The cards were all trimmed but that was of little consequence to me since it’s a set I really don’t care that much about. Plus, I figure I’ll upgrade many of these at some point since low-grade Play Ball commons really aren’t that expensive. That vaulted me up to about 40% completion on these.
So, non-sports cards are something I’ve gotten a little more into. Now, my interest for these is still pretty small. But I have taken to finding some rarer cards depicting America and Americans in some worldwide sets where different countries are featured.
I recently found a couple of those on COMC. One is this card on the left featuring a woman in a Statue of Liberty pose from the 1904 Cope’s Flags, Arms, and Types of All Nations set. One really interesting thing about the card is that you might notice the subtitle at the bottom — the United States of North America as opposed to simply, the United States of America.
Another card I found on COMC that fits this mold is the card to the right. This one is from a set cataloged as N388 – Admiral National Types Sailor Girls. This particular card also features an American in a multi-national set. This card, like the other one, is fairly rare.
Like I said, the non-sports stuff is not really for me. But some cards like this are ones I could see myself continuing to acquire down the road.
Finally, one more interesting set pursuit popped up for me and, again, it was by way of COMC.
I’d heard of the N91 Duke Yacht Colors of the World set. These featured actual women and famous yachting clubs on the front. The club’s name was present along with their apparent flag.
While sports cards to a degree, these are not cards I would typically be too interested in.

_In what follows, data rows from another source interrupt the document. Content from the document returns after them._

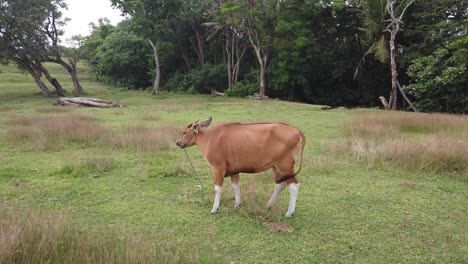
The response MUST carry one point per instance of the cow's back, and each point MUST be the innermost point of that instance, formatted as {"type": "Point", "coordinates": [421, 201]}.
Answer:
{"type": "Point", "coordinates": [250, 148]}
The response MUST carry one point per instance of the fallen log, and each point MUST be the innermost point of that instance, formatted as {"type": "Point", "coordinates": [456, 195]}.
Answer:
{"type": "Point", "coordinates": [216, 93]}
{"type": "Point", "coordinates": [84, 101]}
{"type": "Point", "coordinates": [257, 96]}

There are 50 of them in the set and with cards often in the $8-$10 range in lower grade condition, that’s just not a real affordable issue for yachting cards.
However, COMC had a slew of them mostly for $3-$4 and at that price, I was all in. In all, I found a total of 18 in that range and, well, I’ve now got almost 40% of the set.
I’d love to complete this one and, with some time, expect I will. But I won’t be in a hurry to shell out that aforementioned $8-$10 per card so this one may take a while.